Wes Anderson’s The Phoenician Scheme received middling scores on Screen’s Cannes jury grid while Kleber Mendonca Filho’s The Secret Agent impressed.
The Phoenician Scheme debuted with an average of 2.3 from the critics, including one four-star (excellent) from Le Monde’s Mathieu Macharet and a one-star (poor) from Time’s Stephanie Zacharek.
Click on the image above for the most up-to-date version of the grid.
The rest of the scores for Anderson’s latest espionage, with another starry ensemble including Benicio del Toro, Scarlett Johansson and Tom Hanks, comprised eight two-stars (average) and two three-stars (good).
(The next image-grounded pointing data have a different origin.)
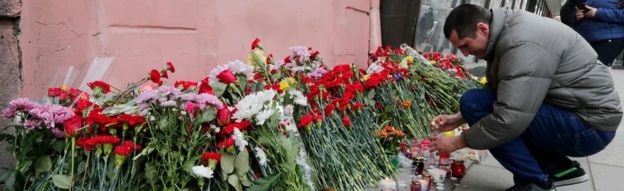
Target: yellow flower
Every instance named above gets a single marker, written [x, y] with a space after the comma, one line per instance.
[258, 53]
[287, 83]
[408, 59]
[403, 64]
[483, 80]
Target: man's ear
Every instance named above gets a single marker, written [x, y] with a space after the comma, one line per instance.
[483, 28]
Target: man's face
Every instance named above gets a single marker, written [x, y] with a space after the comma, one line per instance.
[472, 45]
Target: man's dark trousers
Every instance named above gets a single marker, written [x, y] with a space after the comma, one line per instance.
[543, 147]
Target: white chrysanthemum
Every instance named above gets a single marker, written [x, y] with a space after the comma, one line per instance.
[202, 171]
[252, 104]
[263, 116]
[286, 111]
[299, 98]
[261, 156]
[239, 140]
[374, 68]
[277, 65]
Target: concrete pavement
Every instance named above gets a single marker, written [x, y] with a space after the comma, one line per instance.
[606, 168]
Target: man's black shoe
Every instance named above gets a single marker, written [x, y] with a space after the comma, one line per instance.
[572, 175]
[530, 187]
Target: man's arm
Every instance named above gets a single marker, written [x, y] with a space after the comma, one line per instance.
[525, 71]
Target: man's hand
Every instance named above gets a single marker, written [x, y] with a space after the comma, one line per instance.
[579, 14]
[443, 123]
[446, 144]
[591, 11]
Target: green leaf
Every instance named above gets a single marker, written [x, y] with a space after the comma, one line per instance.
[227, 162]
[9, 179]
[188, 165]
[43, 164]
[149, 173]
[242, 163]
[218, 88]
[61, 181]
[58, 146]
[371, 95]
[7, 137]
[265, 183]
[233, 180]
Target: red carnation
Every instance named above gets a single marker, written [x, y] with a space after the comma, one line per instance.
[204, 87]
[53, 92]
[224, 115]
[211, 159]
[211, 156]
[99, 86]
[83, 104]
[155, 76]
[184, 85]
[305, 121]
[226, 144]
[122, 150]
[72, 125]
[170, 67]
[132, 146]
[346, 121]
[255, 44]
[357, 106]
[226, 76]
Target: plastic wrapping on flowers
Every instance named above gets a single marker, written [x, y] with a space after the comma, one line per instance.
[268, 124]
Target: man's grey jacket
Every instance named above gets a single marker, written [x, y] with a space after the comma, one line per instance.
[531, 60]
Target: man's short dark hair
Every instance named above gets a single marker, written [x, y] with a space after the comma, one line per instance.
[464, 18]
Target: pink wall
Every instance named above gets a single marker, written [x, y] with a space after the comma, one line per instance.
[195, 34]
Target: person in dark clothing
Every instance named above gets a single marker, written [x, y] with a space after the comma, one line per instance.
[547, 98]
[601, 23]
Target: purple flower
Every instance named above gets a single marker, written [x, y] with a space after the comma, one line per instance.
[170, 103]
[19, 104]
[398, 76]
[32, 123]
[205, 98]
[57, 133]
[317, 74]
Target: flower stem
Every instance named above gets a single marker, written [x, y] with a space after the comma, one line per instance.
[71, 176]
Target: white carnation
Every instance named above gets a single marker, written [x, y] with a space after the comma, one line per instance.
[261, 156]
[252, 104]
[239, 140]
It beats out the US director’s Asteroid City which landed with 2.2 in 2023 and matches that of 2021’s The French Dispatch on 2.3.
Critics were more impressed with Brazilian thriller The Secret Agent, scoring a 2.8 overall, enough for joint second place alongside Sound Of Falling.
The film, set during the 1977 dictatorship, received three four-stars from The Guardian’s Peter Bradshaw, The New Yorker’s Justin Chang and Bangkok Post’s Kong Rithdee. This was alongside four three-stars and five two-stars.
It is up on Filho’s last Competition entry Bacurau which scored 2.6 back in 2019.
The next scores to land on the jury grid will be Tarik Saleh’s Eagles Of The Republic and Julia Ducournau’s Alpha.